A cardinal is a senior ecclesiastical official, usually an ordained bishop, and ecclesiastical prince of the Catholic Church. Cardinals are collectively known as the College of Cardinals, which as a body elects a new pope. The duties of the cardinals include attending the meetings of the College and making themselves available individually or in groups to the pope if he requests their counsel. Most cardinals have additional duties, such as leading a diocese or archdiocese or running a department of the Roman Curia.

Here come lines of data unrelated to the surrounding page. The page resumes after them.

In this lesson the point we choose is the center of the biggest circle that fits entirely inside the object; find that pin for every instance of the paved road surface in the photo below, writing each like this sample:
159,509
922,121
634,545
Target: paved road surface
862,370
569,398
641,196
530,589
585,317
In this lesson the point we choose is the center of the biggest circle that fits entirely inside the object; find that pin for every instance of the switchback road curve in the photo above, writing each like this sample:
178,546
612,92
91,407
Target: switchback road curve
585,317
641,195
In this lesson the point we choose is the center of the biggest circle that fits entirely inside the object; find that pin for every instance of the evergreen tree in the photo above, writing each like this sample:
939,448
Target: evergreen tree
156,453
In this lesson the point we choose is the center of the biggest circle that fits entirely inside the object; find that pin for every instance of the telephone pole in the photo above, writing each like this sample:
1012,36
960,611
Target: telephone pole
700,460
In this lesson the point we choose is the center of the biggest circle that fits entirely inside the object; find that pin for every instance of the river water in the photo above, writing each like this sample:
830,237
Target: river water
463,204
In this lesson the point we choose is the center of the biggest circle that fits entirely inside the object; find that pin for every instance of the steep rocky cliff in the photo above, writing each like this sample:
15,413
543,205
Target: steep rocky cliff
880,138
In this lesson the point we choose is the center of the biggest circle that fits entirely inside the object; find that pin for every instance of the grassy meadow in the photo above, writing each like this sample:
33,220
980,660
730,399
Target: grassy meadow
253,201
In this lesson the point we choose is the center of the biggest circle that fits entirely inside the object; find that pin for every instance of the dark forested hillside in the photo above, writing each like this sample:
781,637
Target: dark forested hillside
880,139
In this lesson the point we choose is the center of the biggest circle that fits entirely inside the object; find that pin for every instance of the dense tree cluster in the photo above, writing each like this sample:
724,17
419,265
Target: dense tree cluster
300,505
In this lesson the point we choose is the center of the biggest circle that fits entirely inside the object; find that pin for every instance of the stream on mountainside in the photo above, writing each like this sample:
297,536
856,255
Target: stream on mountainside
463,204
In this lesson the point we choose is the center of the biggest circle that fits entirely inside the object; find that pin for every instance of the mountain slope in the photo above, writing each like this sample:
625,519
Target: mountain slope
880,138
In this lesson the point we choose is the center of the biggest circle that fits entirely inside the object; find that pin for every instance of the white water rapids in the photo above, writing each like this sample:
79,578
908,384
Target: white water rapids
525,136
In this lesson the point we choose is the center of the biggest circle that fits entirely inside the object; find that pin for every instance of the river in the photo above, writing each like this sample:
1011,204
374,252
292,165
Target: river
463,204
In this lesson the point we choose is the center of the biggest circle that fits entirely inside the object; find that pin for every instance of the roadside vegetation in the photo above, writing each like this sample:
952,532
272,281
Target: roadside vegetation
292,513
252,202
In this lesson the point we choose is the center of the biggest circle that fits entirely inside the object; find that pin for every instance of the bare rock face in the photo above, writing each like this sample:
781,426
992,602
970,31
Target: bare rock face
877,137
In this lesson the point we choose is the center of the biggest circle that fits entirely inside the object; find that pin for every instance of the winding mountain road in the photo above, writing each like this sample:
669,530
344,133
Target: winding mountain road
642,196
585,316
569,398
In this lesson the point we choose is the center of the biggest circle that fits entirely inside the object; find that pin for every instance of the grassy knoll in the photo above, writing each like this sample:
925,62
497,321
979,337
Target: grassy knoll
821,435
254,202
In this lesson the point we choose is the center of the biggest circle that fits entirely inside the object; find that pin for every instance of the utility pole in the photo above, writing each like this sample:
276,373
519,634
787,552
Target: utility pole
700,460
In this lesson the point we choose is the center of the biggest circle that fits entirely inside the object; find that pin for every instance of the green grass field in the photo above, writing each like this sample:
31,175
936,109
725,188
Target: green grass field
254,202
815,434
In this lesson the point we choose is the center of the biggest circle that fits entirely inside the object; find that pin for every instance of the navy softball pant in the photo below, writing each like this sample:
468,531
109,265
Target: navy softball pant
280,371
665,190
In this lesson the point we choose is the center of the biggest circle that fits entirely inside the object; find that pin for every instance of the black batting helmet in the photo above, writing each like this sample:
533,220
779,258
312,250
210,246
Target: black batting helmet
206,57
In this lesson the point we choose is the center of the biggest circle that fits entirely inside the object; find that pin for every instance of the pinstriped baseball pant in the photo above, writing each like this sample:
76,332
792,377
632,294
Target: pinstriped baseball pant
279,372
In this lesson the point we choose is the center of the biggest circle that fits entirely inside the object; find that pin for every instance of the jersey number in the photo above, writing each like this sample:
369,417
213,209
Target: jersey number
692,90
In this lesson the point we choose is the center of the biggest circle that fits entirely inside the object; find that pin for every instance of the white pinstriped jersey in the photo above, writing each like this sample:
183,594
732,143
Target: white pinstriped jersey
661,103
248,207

A cardinal's other main function is electing the pope whenever, by death or resignation, the seat becomes vacant. In 1059, the right of electing the pope was reserved to the principal clergy of Rome and the bishops of the seven suburbicarian sees. During the sede vacante, the period between a pope's death and the election of his successor, the day-to-day governance of the Church as a whole is in the hands of the College of Cardinals. The right to enter the conclave of cardinals who elect the pope is now limited to those who have not reached the age of 80 years on the day of the pope's death or resignation.

The term cardinal at one time applied to any priest permanently assigned or incardinated to a church,[1] or specifically to the senior priest of an important church, based on the Latin cardo (hinge), meaning "principal" or "chief". The term was applied in this sense as early as the ninth century to the priests of the tituli (parishes) of the diocese of Rome. A remnant of these earlier cardinals is retained by the Church of England, where the title of "cardinal" is still held by the two senior members of the College of Minor Canons of St Paul's Cathedral.

In the twelfth century the practice of appointing ecclesiastics from outside Rome as cardinals began, with each of them being assigned a church in Rome as his titular church, or being linked with one of the suburbicarian dioceses, while still being incardinated in a diocese other than that of Rome.